• (British) IPA: /pɹəˈfɛs/

profess (professes, present participle professing; past and past participle professed)

  1. (transitive) To administer the vows of a religious order to (someone); to admit to a religious order. (Chiefly in passive.) [from 14th c.]
    • 2000, Butler's Lives of the Saints, p.118:
      This swayed the balance decisively in Mary's favour, and she was professed on 8 September 1578.
  2. (reflexive) To declare oneself (to be something). [from 16th c.]
    • 2011, Alex Needham, The Guardian, 9 Dec.:
      Kiefer professes himself amused by the fuss that ensued when he announced that he was buying the Mülheim-Kärlich reactor […].
  3. (ambitransitive) To declare; to assert, affirm. [from 16th c.]

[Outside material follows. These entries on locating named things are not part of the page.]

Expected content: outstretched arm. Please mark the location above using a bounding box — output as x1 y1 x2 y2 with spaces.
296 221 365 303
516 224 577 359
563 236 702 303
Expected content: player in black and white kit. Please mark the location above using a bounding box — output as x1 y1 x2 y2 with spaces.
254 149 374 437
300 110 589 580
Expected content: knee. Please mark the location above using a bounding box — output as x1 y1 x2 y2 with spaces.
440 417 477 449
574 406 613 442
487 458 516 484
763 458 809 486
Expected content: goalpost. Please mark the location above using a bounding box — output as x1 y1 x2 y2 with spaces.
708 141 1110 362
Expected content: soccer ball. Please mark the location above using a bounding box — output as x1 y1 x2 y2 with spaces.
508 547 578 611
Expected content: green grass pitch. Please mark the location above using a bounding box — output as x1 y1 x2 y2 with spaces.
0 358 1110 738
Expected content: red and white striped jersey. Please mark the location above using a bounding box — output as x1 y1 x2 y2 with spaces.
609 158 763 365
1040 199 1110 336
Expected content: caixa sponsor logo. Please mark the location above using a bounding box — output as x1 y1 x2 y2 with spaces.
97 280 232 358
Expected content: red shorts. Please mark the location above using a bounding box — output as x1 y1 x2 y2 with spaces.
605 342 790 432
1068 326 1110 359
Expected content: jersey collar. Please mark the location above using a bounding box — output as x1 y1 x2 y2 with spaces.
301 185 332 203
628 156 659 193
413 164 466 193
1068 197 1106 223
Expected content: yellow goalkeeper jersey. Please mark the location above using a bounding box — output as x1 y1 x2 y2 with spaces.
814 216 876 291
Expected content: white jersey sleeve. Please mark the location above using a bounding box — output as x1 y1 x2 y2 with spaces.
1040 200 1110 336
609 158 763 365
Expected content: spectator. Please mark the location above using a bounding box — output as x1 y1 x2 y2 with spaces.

    • c. 1604, William Shakespeare, Measure for Measure, First Folio 1623:
      He professes to haue receiued no sinister measure from his Iudge, but most willingly humbles himselfe to the determination of Iustice […].
    • 1974, ‘The Kansas Kickbacks’, Time, 11 Feb 1974:
      The Governor immediately professed that he knew nothing about the incident.
  4. (transitive) To make a claim (to be something); to lay claim to (a given quality, feeling etc.), often with connotations of insincerity. [from 16th c.]
    • 2010, Hélène Mulholland, The Guardian, 28 Sep 2010:
      Ed Miliband professed ignorance of the comment when he was approached by the BBC later.
  5. (transitive) To declare one's adherence to (a religion, deity, principle etc.). [from 16th c.]
    • 1983, Alexander Mcleish, The Frontier Peoples of India, Mittal Publications 1984, p.122:
      The remainder of the population, about two-thirds, belongs to the Mongolian race and professes Buddhism.
  6. (transitive) To work as a professor of; to teach. [from 16th c.]
    • 1603, Michel de Montaigne, chapter 12, in John Florio, transl., The Essayes, […], book II, printed at London: By Val[entine] Simmes for Edward Blount […], OCLC 946730821 ↗:
      he was a Spaniard, who about two hundred yeeres since professed Physicke in Tholouse […].
  7. (transitive, now rare) To claim to have knowledge or understanding of (a given area of interest, subject matter). [from 16th c.]